Acidmenics: Back to College with Petra Cortright

Today is the last day of classes here at Ohio State – not that we’d notice after suffering assault-weapon ‘educators’ on campus on Monday, the legislature sneakily passing the terrifying ‘heartbeat’ bill yesterday and then twittering Mr. Twump descending on us tomorrow. As one of my colleagues puts it, “OSU is under siege!”. I agree and so I am going to take refuge in Petra Cortright’s HELL_TREE and it seems fitting to reflect on her polemic about college in terms of its value for an art education in light of some of the things she records about her own college experience (via the beginning of her Twitter feed from Fall 2007) recorded in the first few pages and the farthest left column of the ebook.
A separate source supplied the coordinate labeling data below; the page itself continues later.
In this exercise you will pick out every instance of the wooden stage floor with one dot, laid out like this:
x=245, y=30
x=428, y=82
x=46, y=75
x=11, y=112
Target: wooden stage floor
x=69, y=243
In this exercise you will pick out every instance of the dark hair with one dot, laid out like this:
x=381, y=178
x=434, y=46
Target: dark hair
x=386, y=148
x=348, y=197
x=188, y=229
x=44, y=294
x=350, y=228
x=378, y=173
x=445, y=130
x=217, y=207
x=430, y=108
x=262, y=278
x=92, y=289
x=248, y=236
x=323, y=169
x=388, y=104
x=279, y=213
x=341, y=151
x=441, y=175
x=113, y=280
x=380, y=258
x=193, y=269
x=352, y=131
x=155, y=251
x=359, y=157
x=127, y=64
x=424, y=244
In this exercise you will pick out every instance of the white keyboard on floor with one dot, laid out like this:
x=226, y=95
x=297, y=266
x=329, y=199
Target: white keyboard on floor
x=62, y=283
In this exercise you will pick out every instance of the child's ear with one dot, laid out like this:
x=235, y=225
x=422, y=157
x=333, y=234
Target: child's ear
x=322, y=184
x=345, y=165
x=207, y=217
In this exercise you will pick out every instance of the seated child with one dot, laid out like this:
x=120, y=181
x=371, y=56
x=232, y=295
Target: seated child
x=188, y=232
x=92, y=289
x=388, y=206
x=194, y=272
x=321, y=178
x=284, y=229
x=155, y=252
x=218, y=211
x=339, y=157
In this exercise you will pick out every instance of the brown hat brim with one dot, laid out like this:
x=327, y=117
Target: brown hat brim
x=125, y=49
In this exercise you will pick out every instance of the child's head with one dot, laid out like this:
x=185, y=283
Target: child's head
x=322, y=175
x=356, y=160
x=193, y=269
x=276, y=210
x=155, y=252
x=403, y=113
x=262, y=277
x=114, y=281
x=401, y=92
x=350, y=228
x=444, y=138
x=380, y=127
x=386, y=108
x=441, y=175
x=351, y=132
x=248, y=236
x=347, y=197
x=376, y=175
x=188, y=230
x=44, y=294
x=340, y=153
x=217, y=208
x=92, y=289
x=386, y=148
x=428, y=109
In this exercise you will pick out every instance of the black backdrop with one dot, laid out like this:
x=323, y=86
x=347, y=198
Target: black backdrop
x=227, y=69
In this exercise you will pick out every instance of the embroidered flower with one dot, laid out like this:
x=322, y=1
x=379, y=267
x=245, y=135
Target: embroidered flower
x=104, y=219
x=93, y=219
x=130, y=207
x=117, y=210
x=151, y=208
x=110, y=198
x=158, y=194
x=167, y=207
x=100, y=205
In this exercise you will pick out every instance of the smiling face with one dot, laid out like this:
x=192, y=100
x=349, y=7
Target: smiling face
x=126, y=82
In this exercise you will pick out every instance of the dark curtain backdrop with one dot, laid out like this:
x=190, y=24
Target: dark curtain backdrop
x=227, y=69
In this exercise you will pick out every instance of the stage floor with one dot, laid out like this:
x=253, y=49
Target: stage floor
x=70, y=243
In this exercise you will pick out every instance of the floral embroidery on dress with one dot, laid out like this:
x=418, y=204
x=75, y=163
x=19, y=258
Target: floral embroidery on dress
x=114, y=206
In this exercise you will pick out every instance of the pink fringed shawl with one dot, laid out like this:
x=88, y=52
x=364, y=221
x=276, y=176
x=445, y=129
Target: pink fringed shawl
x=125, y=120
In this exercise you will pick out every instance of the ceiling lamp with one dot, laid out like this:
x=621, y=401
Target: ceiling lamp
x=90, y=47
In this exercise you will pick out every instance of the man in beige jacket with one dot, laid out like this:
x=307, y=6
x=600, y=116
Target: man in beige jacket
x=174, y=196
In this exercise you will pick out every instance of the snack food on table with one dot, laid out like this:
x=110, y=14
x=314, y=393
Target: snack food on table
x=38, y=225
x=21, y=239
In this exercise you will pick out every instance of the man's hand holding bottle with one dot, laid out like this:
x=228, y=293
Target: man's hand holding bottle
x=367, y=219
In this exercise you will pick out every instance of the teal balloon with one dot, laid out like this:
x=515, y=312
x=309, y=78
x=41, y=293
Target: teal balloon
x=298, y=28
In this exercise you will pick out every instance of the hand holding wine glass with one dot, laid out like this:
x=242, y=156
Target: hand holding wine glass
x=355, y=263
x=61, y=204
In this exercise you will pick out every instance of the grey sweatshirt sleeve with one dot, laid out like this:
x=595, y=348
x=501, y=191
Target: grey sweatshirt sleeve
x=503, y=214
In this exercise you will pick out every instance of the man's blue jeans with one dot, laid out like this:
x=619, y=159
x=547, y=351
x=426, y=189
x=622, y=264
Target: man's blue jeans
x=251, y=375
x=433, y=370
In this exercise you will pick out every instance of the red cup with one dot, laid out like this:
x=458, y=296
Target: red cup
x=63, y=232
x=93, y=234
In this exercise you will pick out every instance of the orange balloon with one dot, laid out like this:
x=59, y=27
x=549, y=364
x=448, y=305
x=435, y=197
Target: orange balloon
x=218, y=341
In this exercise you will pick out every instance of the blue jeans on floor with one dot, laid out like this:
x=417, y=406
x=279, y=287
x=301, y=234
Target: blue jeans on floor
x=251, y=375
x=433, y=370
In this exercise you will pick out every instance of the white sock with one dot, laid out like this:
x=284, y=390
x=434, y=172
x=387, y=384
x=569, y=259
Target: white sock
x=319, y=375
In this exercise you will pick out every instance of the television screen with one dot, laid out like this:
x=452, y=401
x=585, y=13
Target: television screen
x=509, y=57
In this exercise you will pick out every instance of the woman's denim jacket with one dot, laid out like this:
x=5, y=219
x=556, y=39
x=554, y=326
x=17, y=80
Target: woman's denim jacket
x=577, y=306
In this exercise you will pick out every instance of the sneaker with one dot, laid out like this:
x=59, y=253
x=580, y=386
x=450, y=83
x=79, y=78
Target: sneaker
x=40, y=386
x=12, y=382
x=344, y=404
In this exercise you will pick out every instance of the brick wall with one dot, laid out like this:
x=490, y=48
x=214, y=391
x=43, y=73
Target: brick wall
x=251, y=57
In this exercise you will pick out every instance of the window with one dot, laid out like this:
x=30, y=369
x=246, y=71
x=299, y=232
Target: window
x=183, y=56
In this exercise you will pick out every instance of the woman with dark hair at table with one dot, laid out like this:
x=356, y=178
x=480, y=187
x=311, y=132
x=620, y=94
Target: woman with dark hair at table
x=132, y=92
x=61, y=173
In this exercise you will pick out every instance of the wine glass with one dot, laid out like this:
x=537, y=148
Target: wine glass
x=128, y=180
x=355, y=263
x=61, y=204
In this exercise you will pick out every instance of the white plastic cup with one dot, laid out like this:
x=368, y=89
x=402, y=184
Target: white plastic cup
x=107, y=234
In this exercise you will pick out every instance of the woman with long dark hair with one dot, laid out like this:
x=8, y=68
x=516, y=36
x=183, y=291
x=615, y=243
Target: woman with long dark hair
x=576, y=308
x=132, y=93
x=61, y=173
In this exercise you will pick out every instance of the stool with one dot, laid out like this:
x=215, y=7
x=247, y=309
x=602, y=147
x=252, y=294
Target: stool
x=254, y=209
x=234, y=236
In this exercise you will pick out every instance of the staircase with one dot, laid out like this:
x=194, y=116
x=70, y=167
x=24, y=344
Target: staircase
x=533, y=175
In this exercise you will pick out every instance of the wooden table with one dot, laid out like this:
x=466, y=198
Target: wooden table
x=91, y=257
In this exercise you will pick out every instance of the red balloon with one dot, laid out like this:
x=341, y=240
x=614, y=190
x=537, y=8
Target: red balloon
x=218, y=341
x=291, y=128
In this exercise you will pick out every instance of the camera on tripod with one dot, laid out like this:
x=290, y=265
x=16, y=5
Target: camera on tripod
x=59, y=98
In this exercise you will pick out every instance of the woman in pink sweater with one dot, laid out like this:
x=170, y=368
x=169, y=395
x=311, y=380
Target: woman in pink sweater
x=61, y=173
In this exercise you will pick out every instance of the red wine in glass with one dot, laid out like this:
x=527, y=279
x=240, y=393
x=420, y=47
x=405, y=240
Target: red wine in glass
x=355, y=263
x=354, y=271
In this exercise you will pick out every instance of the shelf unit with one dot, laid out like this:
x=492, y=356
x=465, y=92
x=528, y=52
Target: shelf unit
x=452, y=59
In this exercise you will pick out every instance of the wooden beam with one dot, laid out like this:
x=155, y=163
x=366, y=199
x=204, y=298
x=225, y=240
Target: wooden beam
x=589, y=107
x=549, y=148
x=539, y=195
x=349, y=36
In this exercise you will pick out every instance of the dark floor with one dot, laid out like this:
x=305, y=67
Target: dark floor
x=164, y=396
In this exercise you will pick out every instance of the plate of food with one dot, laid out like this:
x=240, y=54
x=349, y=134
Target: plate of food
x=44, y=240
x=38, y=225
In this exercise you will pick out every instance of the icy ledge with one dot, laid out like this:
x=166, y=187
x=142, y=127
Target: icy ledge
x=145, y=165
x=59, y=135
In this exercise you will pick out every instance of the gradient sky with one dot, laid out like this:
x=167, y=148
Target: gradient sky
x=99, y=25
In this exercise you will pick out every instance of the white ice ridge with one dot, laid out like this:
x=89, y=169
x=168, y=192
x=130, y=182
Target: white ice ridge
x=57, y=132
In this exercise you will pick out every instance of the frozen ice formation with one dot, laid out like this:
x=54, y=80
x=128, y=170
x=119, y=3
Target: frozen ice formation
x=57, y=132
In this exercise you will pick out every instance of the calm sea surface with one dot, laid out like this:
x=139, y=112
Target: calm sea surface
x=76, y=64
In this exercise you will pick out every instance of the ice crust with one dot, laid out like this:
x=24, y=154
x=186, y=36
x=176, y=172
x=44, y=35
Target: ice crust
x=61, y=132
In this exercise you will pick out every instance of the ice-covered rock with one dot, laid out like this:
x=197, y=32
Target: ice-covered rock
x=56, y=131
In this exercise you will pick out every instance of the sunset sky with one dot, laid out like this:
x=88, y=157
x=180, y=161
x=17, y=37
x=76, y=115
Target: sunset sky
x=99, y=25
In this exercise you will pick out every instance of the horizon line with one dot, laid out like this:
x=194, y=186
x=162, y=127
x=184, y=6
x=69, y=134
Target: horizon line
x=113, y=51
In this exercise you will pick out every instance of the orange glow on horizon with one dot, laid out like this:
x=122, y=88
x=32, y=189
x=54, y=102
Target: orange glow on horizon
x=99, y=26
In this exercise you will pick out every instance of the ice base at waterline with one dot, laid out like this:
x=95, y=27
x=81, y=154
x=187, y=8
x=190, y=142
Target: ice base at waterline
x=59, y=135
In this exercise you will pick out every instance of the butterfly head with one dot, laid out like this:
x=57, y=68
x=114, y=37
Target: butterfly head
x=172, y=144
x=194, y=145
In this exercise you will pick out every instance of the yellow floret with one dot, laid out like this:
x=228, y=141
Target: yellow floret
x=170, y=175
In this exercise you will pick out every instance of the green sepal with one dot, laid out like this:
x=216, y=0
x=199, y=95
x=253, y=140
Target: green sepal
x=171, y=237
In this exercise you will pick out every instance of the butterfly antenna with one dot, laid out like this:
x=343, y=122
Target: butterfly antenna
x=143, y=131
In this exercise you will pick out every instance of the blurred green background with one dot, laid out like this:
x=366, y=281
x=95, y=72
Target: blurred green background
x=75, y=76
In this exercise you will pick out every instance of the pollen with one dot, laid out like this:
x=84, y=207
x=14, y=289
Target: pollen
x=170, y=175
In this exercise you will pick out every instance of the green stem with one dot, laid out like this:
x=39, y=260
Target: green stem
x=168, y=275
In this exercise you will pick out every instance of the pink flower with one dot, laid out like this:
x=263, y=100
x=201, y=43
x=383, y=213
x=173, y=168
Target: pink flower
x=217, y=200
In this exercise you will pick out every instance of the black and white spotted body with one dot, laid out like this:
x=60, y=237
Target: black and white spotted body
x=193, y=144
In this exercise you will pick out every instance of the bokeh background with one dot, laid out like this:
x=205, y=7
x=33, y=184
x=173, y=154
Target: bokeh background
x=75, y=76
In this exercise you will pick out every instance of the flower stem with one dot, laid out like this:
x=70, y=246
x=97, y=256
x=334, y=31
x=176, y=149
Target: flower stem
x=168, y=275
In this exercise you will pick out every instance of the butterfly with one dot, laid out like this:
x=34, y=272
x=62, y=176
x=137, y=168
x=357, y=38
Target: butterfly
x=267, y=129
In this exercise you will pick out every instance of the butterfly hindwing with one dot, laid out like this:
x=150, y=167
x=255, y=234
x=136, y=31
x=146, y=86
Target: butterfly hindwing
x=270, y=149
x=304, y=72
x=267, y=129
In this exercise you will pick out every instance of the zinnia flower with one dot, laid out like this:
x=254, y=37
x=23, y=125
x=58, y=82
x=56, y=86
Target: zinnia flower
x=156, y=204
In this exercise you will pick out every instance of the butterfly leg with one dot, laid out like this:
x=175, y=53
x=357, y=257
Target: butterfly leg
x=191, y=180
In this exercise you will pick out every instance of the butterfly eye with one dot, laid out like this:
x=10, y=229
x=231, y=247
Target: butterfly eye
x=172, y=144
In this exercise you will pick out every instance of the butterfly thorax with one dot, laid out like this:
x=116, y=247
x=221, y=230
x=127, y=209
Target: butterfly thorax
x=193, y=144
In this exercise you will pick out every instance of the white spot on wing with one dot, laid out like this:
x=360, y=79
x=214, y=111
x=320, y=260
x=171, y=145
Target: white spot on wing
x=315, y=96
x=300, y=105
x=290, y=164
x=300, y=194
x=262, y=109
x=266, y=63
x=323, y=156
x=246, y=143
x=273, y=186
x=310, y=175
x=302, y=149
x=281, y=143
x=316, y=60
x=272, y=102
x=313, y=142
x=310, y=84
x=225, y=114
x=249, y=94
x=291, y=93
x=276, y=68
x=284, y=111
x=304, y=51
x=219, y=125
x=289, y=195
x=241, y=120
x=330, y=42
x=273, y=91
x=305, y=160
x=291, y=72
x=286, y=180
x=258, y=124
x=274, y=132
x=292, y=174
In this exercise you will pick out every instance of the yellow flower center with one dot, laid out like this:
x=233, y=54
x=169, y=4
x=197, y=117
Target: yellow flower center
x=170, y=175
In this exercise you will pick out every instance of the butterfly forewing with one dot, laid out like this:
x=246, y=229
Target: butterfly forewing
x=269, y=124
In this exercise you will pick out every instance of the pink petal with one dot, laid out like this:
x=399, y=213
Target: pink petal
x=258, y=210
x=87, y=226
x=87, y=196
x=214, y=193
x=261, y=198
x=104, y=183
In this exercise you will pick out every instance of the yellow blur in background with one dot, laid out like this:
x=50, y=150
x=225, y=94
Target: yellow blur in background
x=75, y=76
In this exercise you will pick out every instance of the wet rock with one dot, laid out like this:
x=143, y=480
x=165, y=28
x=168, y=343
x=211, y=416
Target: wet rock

First, here is the polemic (well, a screen-shot of it, in all its glory) – to read it you’re going to have to click on the image and look at the box to the left called ‘notgesonpaper.txt’:

Now, if you flip back to the beginning of HELL_TREE, her third tweet (after made out with future boyfriend and the plants are healthy) reads:

is busted at c++

Continued a few days later with:

drinking in class last night

Followed swiftly by:

stopped drinking in class

And later that day:

avoid the school lab at all costs

A week passes and we hear the revelation:

last night: drunk w/teacher

It is at that moment that she starts to have problems with her files, but soon enough, she’s back at school:

FINE ARTS BUILDING U TOO COLD

And the drinking therein:

drinkin atschool, again

Then, the day after Halloween, something remarkable happens. Cortright stops referring to drinking and the college building (and the combination of the two) and for the first time mentions her work:

fine art waterfall dripping off out the screen

It just so happens that if switch from the tweets on HELL_TREE and look on Cortright’s YouTube channel, you will discover the very first videos the date from November 1st, of her in her Halloween costume. Yet in her tweet, she is most likely referring to her (still?) most famous work VVEBCAM, where she is trying out the effects on her new webcam and which has since been deleted by YouTube, but is preserved on Rhizome (sadly minus the tags and comments).

Of course, this ‘fine art waterfall’ may not be at all related to her studies, but it is swiftly followed by tweets about a writing project for college:

cant sleep!! / the idea for my final core project just floated into my brain – need to stay up long enough to flesh out ideas in notepad doc

This moment of inspiration is followed by two tweets about the nature of the writing:

writing project proposal tjhat is a sum of my whole life on unityyyy communityyy ingenuityyy

writing a proposal that that invovlves u all and so mcuh more

And then that’s it. Hardly any mention of college or class or projects or assignments in the next few months. But what does it mean to return to these brief, passing moments in the college life of an artist who elsewhere seems to reject college  for an artist? Working with BFA and MFA students this semester, I recognize the ebb and flow of creativity, triumph and control amid the complaints directed at the very process and system of an art education. At the same time, the way that life-lessons manifest themselves in creative outbursts and revelations while at the same time are accompanied by thinking and reflection is something that HELL_TREE shares with the ancient ethical handbooks that I will be teaching (to Classicists and artists) next semester. Like Marcus Aurelius, Petra Cortright meditates on her daily trials, and like the Stoic Roman Emperor (what would his tweets have been like?) the act of recording them and reflecting on their context as part of an ambivalent college experience is one way of showing how they not only tell us about general ideas (‘unityyyy communityyy ingenuityyy’), but also how they involve ‘u and so mcuh more’.